Tuesday, August 9, 2011

Do We Limit Not Buying, But Paying Bills?


A quick thought on the economy before heading for bed:

I never did understand the bit about raising the debt ceiling not being for new debt, but it rather being simply to pay the bills on money already spent. Seems if you have a debt ceiling, it should be on spending, not on your ability to pay for the spending. Did we, then, in fact, break the debt ceiling? Did we break our own law not to go above $14.3 trillion? True, I must be wrong on this. Either the ceiling prevents us not from buying such-and-such amount, but for paying off the bills when they reach such-and-such amount, or I got ill information when I heard the deficit had to be raised just to pay for existing expenditures. Otherwise, surely there would have been an outcry. . . .

But, if this is what did happen and there wasn't an outcry . . . amazing!

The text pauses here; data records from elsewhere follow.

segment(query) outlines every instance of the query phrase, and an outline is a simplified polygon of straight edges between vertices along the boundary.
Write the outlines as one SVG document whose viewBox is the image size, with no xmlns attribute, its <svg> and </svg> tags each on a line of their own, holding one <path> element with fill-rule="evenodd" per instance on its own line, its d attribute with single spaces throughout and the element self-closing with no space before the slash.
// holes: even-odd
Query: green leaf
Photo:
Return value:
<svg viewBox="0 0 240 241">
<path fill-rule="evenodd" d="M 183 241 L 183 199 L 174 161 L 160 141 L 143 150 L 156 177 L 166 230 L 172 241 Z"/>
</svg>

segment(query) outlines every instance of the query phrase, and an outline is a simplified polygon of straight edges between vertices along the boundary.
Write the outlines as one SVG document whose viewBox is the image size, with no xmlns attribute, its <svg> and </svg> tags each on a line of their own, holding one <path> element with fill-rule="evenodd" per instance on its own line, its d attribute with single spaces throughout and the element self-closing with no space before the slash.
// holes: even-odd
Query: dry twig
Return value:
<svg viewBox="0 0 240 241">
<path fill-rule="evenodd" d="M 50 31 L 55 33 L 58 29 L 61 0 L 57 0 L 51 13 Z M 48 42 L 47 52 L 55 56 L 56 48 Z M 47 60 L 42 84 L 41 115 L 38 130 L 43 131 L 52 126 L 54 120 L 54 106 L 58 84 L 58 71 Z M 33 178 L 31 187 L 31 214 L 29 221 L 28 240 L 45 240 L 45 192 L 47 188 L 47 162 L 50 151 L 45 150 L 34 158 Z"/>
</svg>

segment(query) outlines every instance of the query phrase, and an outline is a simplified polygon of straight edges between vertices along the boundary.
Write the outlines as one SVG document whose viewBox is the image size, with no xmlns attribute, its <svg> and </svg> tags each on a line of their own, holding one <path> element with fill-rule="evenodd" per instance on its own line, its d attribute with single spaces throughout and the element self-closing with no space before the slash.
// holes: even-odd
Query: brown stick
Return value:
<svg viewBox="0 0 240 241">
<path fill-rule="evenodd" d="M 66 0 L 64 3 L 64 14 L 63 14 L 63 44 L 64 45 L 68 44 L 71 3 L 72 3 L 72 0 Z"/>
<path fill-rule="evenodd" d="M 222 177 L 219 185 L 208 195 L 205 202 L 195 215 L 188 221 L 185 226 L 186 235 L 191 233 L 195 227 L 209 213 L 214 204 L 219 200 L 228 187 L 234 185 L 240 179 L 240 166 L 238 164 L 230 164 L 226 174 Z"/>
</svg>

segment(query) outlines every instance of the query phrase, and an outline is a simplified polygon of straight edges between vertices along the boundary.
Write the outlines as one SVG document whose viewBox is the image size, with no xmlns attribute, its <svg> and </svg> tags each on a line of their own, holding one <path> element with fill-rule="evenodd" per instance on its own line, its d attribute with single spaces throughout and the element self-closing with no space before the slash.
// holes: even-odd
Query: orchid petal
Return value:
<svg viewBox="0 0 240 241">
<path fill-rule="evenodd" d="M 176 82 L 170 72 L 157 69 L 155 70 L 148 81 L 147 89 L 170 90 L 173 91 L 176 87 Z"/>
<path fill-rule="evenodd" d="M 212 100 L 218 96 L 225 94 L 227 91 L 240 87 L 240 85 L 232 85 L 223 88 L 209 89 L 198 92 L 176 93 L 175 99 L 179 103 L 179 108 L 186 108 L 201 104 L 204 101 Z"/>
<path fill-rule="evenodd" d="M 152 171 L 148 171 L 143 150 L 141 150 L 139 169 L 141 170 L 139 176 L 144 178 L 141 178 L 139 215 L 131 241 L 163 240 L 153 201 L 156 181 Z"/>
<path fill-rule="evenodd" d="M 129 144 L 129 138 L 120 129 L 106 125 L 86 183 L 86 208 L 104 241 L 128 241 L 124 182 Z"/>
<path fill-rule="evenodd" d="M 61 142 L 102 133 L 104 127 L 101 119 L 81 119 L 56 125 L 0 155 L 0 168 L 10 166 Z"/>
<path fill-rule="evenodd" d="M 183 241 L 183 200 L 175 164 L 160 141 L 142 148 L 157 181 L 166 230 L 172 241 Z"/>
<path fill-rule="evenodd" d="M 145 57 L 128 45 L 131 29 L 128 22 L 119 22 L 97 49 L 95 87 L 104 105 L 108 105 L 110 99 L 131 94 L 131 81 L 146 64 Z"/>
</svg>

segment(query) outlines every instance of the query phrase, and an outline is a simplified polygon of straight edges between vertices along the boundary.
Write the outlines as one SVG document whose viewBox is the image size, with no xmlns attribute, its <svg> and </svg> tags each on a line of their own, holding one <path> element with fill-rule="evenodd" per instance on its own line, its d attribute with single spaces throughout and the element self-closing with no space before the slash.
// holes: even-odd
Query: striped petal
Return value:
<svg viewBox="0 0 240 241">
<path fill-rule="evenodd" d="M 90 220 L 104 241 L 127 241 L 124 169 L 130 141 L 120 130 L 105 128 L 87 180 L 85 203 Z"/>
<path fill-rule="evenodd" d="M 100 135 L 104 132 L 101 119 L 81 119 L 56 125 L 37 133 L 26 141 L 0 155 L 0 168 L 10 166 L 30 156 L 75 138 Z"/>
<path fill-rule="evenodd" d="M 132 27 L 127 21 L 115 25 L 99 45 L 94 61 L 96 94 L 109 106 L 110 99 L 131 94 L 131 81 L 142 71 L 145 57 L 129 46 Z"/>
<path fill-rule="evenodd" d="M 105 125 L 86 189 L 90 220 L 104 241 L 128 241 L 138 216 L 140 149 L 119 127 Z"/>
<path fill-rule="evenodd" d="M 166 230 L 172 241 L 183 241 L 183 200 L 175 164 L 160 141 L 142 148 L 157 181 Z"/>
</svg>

I will say this: Supposing the ceiling is on the paying the bills, and it doesn't specifically and in writing restrict us from running up bills at all, as long as we don't pay them. I say that still implies you should not be spending the money. If a father gave his son access to the family credit card, wouldn't he be a fool to say, "Okay, son, I can only afford to pay off  $14.3 thousand dollars, but you are welcome to use the card beyond that. Go as high as you like."

Did we really do that? Did we create a law limiting how much we allow ourselves to pay for, but not limiting how much we can actually buy?

If we did this, we are sooo foolish. I think I must have got wrong information when I read raising the ceiling was to pay for existing bills. This simply cannot be true, for I cannot believe we would have such an unwise debt ceiling.